Dryer sheets are designed to stay on clothing for a long period of time and slowly release their chemicals throughout the day and night, which leads to prolonged exposure to toxic chemicals. Today, many people think that hanging clothes out to dry in the sun is old-fashioned and inconvenient but feeling your clothes are cleaner when using dryer sheets with their chemical fragrance is an advertiser’s myth.
The sun’s rays act as totally natural and efficient disinfectants – killing germs, bacteria and dust mites that might have survived the washing process. Using a dryer may be faster and more convenient, but if you’re using toxic dryer sheets, you are going to add to toxins in your air and your home. A more natural alternative is the use of wool dryer balls.

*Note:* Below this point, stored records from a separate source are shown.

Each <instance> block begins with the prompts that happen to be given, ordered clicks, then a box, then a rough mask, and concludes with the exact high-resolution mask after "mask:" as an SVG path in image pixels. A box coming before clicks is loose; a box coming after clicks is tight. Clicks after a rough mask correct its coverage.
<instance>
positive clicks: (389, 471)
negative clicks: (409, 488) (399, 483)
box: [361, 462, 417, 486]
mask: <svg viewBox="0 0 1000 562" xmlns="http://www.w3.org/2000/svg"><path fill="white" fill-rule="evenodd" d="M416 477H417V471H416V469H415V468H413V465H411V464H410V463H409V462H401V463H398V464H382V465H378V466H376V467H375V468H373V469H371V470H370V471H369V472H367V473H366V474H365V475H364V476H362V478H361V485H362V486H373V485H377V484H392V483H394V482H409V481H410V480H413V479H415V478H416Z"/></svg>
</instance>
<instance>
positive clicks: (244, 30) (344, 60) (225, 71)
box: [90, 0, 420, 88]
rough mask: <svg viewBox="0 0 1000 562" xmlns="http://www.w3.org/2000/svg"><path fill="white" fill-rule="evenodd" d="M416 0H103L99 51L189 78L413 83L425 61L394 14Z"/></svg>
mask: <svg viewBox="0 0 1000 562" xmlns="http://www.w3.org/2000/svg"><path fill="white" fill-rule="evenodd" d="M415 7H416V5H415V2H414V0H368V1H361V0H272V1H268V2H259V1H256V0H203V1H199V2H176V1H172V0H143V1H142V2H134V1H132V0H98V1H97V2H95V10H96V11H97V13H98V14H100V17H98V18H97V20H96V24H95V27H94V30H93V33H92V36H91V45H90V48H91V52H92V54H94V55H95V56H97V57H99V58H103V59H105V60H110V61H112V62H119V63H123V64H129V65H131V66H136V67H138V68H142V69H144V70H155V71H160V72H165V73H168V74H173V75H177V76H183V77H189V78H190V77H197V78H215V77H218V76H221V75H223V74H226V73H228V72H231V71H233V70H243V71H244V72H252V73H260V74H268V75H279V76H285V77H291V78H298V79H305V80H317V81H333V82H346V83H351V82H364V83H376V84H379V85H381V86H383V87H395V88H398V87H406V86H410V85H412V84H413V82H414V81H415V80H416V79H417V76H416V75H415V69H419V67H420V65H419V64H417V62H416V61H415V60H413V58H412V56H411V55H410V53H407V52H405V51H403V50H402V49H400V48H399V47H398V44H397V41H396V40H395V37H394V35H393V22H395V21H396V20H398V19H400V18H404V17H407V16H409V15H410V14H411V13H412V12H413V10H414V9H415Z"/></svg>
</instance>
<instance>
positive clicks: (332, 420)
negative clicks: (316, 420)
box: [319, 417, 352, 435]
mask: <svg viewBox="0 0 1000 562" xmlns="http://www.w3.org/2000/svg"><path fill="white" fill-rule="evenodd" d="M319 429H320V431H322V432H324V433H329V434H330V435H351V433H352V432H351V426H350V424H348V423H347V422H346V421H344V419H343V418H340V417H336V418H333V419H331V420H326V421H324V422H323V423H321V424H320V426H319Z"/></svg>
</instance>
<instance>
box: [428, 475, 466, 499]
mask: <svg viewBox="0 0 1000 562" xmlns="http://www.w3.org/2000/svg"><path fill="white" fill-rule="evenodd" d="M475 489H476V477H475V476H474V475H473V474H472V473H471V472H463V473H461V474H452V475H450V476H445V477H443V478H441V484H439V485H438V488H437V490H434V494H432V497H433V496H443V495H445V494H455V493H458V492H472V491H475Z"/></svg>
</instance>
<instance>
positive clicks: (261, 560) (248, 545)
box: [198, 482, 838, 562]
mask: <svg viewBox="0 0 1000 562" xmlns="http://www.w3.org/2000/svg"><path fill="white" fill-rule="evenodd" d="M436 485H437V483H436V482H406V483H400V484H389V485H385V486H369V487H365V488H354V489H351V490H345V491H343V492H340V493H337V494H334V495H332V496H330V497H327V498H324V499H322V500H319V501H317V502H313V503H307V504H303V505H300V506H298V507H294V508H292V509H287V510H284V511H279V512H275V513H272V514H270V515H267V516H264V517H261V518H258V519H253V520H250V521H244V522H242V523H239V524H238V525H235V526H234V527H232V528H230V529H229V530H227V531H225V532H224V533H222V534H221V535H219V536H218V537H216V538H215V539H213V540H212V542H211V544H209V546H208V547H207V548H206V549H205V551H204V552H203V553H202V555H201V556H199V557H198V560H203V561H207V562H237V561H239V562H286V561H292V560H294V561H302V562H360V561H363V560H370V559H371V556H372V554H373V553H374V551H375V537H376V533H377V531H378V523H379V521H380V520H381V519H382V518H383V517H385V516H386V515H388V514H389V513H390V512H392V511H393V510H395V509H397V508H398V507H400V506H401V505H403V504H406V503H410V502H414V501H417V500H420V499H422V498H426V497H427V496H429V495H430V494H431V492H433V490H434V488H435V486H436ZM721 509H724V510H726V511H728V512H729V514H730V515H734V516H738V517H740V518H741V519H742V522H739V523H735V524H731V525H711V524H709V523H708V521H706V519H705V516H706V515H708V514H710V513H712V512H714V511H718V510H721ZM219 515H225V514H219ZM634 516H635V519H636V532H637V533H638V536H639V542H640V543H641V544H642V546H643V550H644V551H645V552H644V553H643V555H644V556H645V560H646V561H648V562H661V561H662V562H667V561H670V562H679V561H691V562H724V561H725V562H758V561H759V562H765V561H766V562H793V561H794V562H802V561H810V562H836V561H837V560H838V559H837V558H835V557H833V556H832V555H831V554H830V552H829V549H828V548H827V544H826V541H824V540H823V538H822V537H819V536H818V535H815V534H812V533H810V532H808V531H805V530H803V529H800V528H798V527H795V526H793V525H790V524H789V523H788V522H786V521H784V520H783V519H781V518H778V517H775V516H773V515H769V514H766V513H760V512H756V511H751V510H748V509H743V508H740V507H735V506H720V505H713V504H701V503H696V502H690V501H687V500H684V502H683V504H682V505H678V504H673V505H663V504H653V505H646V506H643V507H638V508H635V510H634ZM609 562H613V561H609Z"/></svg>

The two most popular types of air fresheners are spray deodorizers (released into the air in a burst) and solid forms (releasing scents continuously). The toxic chemicals released by air fresheners – especially with pine, orange and lemon scents – are known as volatile organic compounds (VOCs). These are well-proven toxins and linked to a range of conditions when being inhaled (even in low concentrations) over a long period of time.
Chemicals include benzene (petroleum-derived chemical linked to leukemia); xylene (linked to nausea and sick building syndrome as well as liver and kidney damage); phenol (which can cause kidney, respiratory, neurological and skin problems); naphthalene (a suspected carcinogen) and formaldehyde (a colorless, unstable gas which can cause coughing, a sore throat, and respiratory and eye problems). Formaldehyde has been linked to cancer, particularly in the nasal cavity.

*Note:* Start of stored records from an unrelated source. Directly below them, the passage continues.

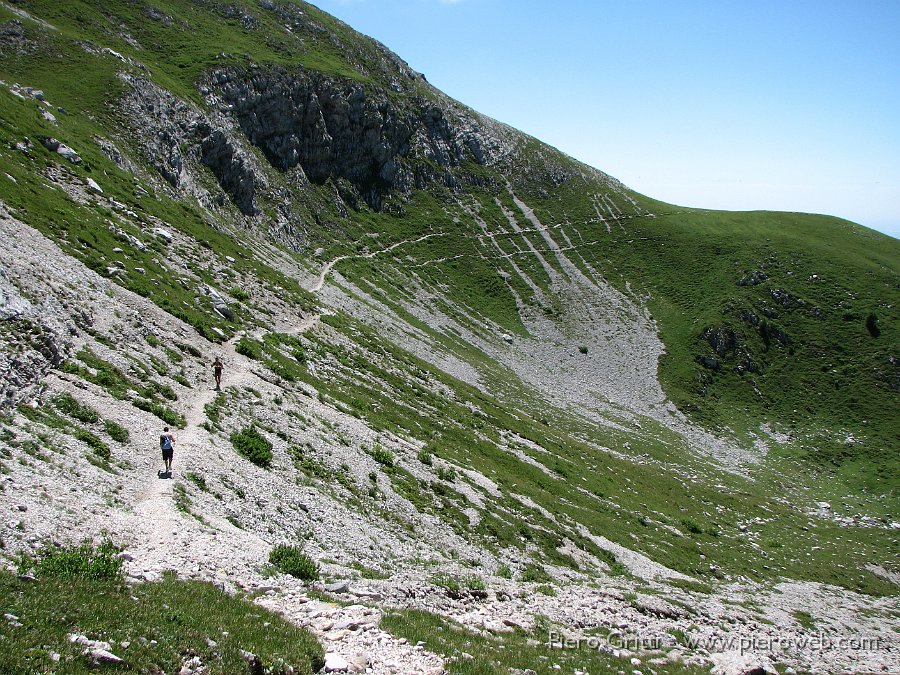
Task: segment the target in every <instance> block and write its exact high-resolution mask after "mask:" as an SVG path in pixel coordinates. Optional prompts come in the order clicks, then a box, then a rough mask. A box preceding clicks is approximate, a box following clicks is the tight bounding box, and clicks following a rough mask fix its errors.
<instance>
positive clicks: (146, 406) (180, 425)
mask: <svg viewBox="0 0 900 675" xmlns="http://www.w3.org/2000/svg"><path fill="white" fill-rule="evenodd" d="M131 403H132V405H134V407H135V408H140V409H141V410H145V411H147V412H149V413H152V414H154V415H156V416H157V417H158V418H159V419H161V420H162V421H163V422H166V423H167V424H169V425H170V426H173V427H178V428H179V429H184V426H185V424H186V423H187V422H186V420H185V419H184V415H181V414H180V413H177V412H175V411H174V410H172V409H171V408H167V407H166V406H164V405H162V404H160V403H157V402H156V401H145V400H144V399H141V398H138V399H135V400H134V401H132V402H131Z"/></svg>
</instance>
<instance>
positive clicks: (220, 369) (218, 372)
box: [213, 356, 225, 391]
mask: <svg viewBox="0 0 900 675" xmlns="http://www.w3.org/2000/svg"><path fill="white" fill-rule="evenodd" d="M224 367H225V364H224V363H222V359H220V358H219V357H218V356H217V357H216V360H215V361H213V377H214V378H215V379H216V391H221V389H222V368H224Z"/></svg>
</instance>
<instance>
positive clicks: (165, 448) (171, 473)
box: [159, 427, 175, 476]
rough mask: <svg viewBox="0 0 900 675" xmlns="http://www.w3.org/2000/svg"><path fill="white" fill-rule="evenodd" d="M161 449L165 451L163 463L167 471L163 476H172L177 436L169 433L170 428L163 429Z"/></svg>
mask: <svg viewBox="0 0 900 675" xmlns="http://www.w3.org/2000/svg"><path fill="white" fill-rule="evenodd" d="M159 448H160V450H162V451H163V462H164V463H165V465H166V470H165V472H164V473H163V475H166V476H171V475H172V456H173V455H174V454H175V434H172V433H169V427H165V428H163V432H162V434H160V437H159Z"/></svg>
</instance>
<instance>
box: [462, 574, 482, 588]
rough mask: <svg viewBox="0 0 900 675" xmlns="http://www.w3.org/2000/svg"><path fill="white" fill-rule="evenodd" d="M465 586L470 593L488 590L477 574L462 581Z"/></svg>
mask: <svg viewBox="0 0 900 675" xmlns="http://www.w3.org/2000/svg"><path fill="white" fill-rule="evenodd" d="M462 583H463V586H465V587H466V588H468V589H469V590H470V591H484V590H487V584H486V583H485V581H484V579H483V578H482V577H480V576H478V575H477V574H470V575H469V576H467V577H466V578H465V579H463V581H462Z"/></svg>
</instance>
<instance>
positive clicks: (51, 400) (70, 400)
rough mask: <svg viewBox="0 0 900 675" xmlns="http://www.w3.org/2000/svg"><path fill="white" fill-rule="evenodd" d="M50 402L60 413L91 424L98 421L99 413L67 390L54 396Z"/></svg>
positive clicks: (80, 420) (99, 414)
mask: <svg viewBox="0 0 900 675" xmlns="http://www.w3.org/2000/svg"><path fill="white" fill-rule="evenodd" d="M51 402H52V403H53V405H54V406H55V407H56V409H57V410H59V411H60V412H61V413H63V414H64V415H68V416H69V417H73V418H75V419H76V420H78V421H79V422H87V423H89V424H93V423H94V422H98V421H100V414H99V413H98V412H97V411H96V410H94V409H93V408H91V407H90V406H88V405H85V404H83V403H80V402H79V401H78V399H76V398H75V397H74V396H72V394H69V393H67V392H64V393H62V394H58V395H57V396H54V397H53V398H52V399H51Z"/></svg>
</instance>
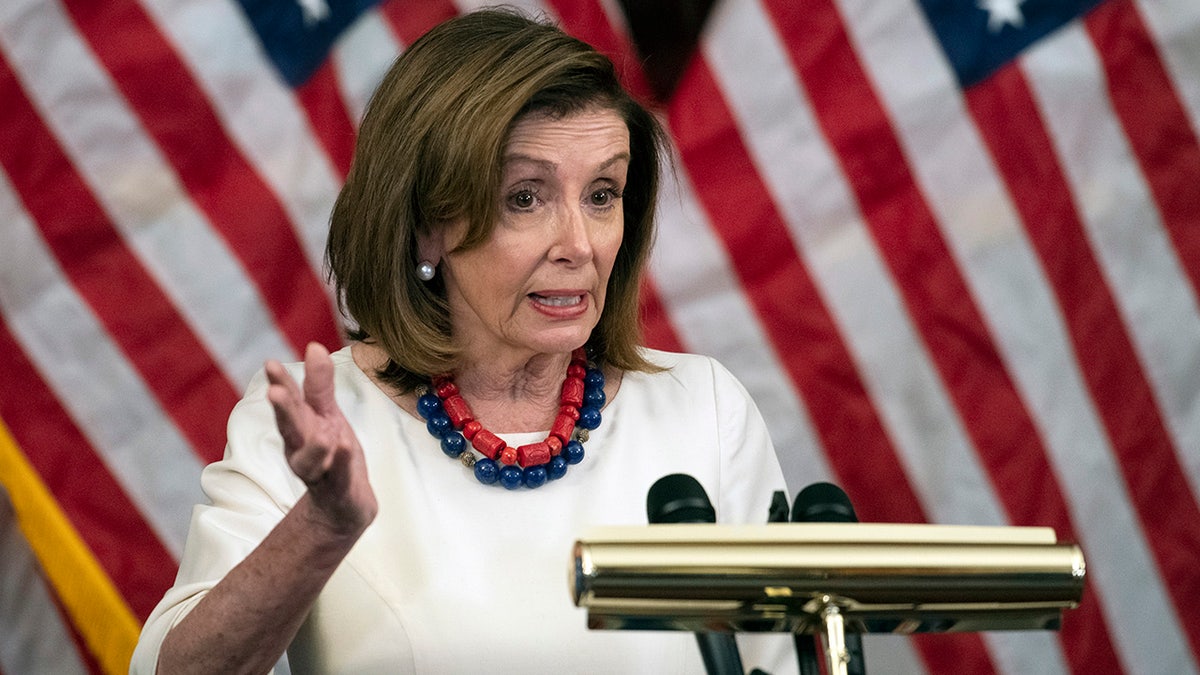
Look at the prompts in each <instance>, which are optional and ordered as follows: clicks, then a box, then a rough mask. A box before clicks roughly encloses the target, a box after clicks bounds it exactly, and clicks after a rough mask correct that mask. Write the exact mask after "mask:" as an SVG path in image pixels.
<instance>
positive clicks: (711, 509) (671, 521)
mask: <svg viewBox="0 0 1200 675" xmlns="http://www.w3.org/2000/svg"><path fill="white" fill-rule="evenodd" d="M646 518H647V519H648V520H649V522H650V525H659V524H667V522H716V510H715V509H714V508H713V502H710V501H708V494H707V492H704V486H703V485H701V484H700V482H698V480H696V479H695V478H692V477H691V476H688V474H686V473H672V474H670V476H664V477H662V478H659V479H658V480H655V482H654V484H653V485H650V490H649V491H648V492H647V494H646ZM696 643H697V644H698V645H700V656H701V658H702V659H703V661H704V670H706V671H708V674H709V675H744V674H745V671H744V670H742V655H740V653H739V652H738V644H737V641H736V640H734V639H733V635H732V634H728V633H713V632H698V633H696Z"/></svg>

Look for cleaner versions of air fresheners in non-aerosol canisters with words such as “Biodegradable”, “Plant-based”, “Formulated without synthetic fragrance”, “Hypoallergenic” and “Contains no formaldehyde/phthalates” -- or consider making your own natural version.

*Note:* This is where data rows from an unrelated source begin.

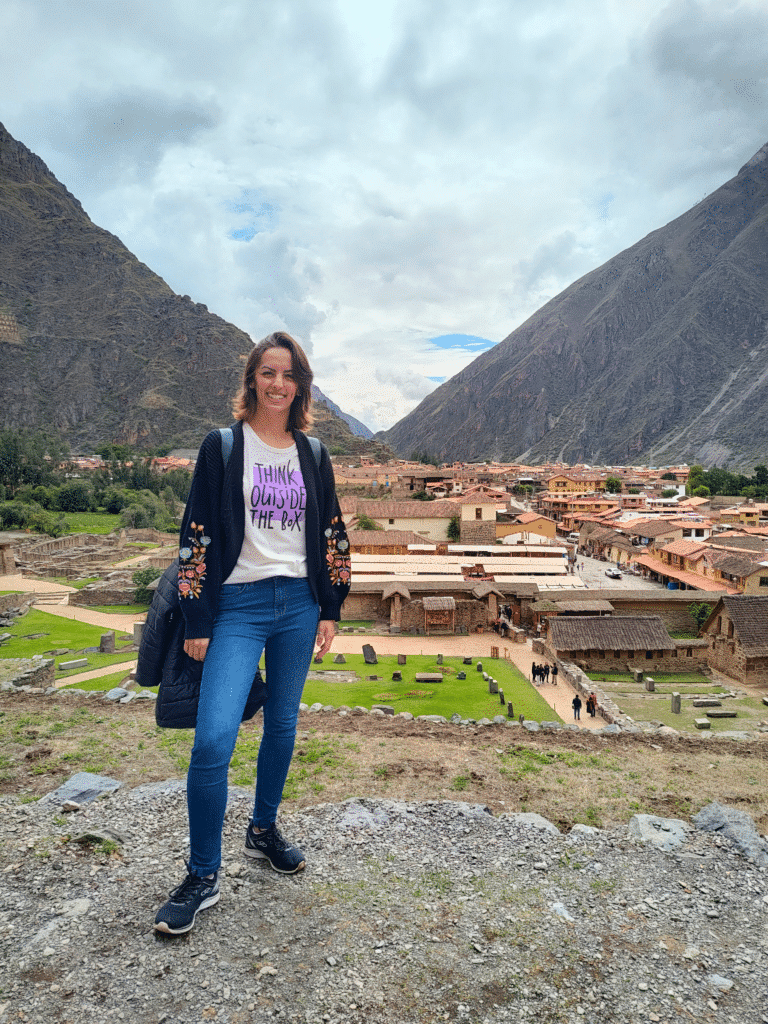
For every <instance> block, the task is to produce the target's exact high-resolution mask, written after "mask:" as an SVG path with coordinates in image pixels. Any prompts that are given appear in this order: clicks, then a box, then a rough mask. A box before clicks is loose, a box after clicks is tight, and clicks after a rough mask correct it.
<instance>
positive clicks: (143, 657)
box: [136, 560, 266, 729]
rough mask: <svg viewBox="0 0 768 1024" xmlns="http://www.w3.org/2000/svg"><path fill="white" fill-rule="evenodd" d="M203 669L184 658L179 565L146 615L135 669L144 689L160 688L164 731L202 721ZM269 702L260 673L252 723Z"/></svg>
mask: <svg viewBox="0 0 768 1024" xmlns="http://www.w3.org/2000/svg"><path fill="white" fill-rule="evenodd" d="M202 678H203V663H202V662H196V660H195V659H194V658H191V657H189V656H188V655H187V654H185V653H184V617H183V615H182V614H181V609H180V608H179V600H178V560H176V561H174V562H173V563H172V564H171V565H169V566H168V568H167V569H166V570H165V572H164V573H163V575H162V577H161V578H160V582H159V583H158V589H157V590H156V591H155V597H154V598H153V602H152V607H151V608H150V611H148V612H147V615H146V623H145V624H144V629H143V633H142V635H141V647H140V649H139V652H138V664H137V665H136V682H137V683H138V684H139V685H140V686H159V687H160V689H159V691H158V700H157V703H156V706H155V720H156V721H157V723H158V725H159V726H160V727H161V728H166V729H194V728H195V726H196V724H197V720H198V698H199V696H200V681H201V679H202ZM265 699H266V686H265V684H264V681H263V679H262V678H261V673H260V672H258V671H257V673H256V675H255V676H254V680H253V686H252V687H251V692H250V694H249V696H248V701H247V702H246V708H245V711H244V712H243V721H244V722H247V721H248V720H249V719H251V718H253V716H254V715H255V714H256V712H257V711H258V710H259V708H261V707H262V705H263V703H264V700H265Z"/></svg>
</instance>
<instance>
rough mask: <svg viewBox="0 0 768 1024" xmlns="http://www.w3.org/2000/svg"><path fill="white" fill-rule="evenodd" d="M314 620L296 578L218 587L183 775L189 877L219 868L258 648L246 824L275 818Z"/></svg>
mask: <svg viewBox="0 0 768 1024" xmlns="http://www.w3.org/2000/svg"><path fill="white" fill-rule="evenodd" d="M318 617H319V608H318V606H317V603H316V602H315V600H314V598H313V597H312V594H311V591H310V589H309V584H308V583H307V581H306V580H303V579H293V578H290V577H273V578H271V579H268V580H259V581H257V582H255V583H246V584H228V585H226V586H223V587H222V588H221V595H220V598H219V608H218V613H217V615H216V621H215V623H214V626H213V636H212V637H211V642H210V644H209V645H208V651H207V653H206V659H205V663H204V665H203V680H202V682H201V687H200V703H199V706H198V725H197V728H196V730H195V745H194V746H193V752H191V760H190V762H189V771H188V772H187V775H186V805H187V809H188V812H189V865H188V866H189V870H190V871H191V873H193V874H197V876H201V877H203V876H206V874H210V873H212V872H213V871H216V870H218V868H219V867H220V865H221V830H222V827H223V824H224V812H225V810H226V796H227V772H228V769H229V761H230V760H231V756H232V752H233V751H234V743H236V741H237V738H238V730H239V728H240V724H241V721H242V718H243V710H244V708H245V705H246V700H247V698H248V694H249V692H250V690H251V684H252V682H253V677H254V675H255V673H256V669H257V668H258V665H259V659H260V658H261V654H262V651H263V652H264V653H265V664H266V690H267V698H266V702H265V703H264V709H263V714H264V730H263V734H262V737H261V745H260V746H259V756H258V761H257V764H256V799H255V803H254V810H253V821H254V824H256V825H258V826H259V827H260V828H265V827H267V826H268V825H270V824H271V823H272V822H273V821H274V819H275V818H276V816H278V808H279V806H280V803H281V800H282V799H283V787H284V786H285V784H286V777H287V776H288V769H289V767H290V765H291V758H292V757H293V748H294V742H295V739H296V720H297V718H298V714H299V703H300V702H301V693H302V690H303V688H304V682H305V680H306V674H307V671H308V670H309V666H310V664H311V659H312V653H313V651H314V639H315V636H316V633H317V621H318Z"/></svg>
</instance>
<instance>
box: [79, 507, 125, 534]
mask: <svg viewBox="0 0 768 1024" xmlns="http://www.w3.org/2000/svg"><path fill="white" fill-rule="evenodd" d="M65 519H66V520H67V532H68V534H111V532H112V531H113V530H114V529H119V528H120V525H121V522H120V516H119V515H111V514H110V513H109V512H67V513H65Z"/></svg>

You will need: a clean, empty spray bottle; 1 tablespoon baking soda; 2 cups distilled water; and 10 drops essential oil. Measure the baking soda into a bowl and add the essential oil. Using a fork, mix the oil into the baking soda before adding the mixture to the spray bottle (with the help of a funnel) and topping off with the distilled water. Shake before using.
For bathroom odors, a simple lit match often does the trick!
Instead of purchasing pot pourri with added artificial fragrances, choose a pretty container and fill it with dried rose petals, pine cones or lavender florets. Pour 5 to 6 drops of an essential oil blend of your choice and place in your bathroom, kitchen or other rooms in your home.
Benzaldehyde is found in perfume and hairspray and can irritate throat, eyes, lungs, mouth, skin and cause stomach pains and kidney damage. Other products include fragrance sprays, scented hand and bodywash, and even shampoos and conditioners. Apart from making a concerted effort to change your fragrance habits, keep your home fully aired by opening doors and windows even during the colder winter months. The air inside a home can often be more toxic than the outdoors.
Artificial fragrance is now the new secondhand smoke
Sadly, the immediate and long-term effects of synthetic fragrance exposure can be very hazardous to our health as well as the health of the people and the pets who share the air with us. Don't fall into the advertisers' marketing trap of thinking that your home, your clothes, your body, your furniture and fittings, your bedding and even the interiors of your motor vehicles need to have that artificial scent added to them.
A genuine and authentic plant derived, unadulterated essential oil or an organic, wild crafted scent oil are the perfect historical fragrances. Unfortunately, since World War II, inexpensive, synthetic chemicals have been used to produce fragrances that are used everywhere and in everything - while being so toxic.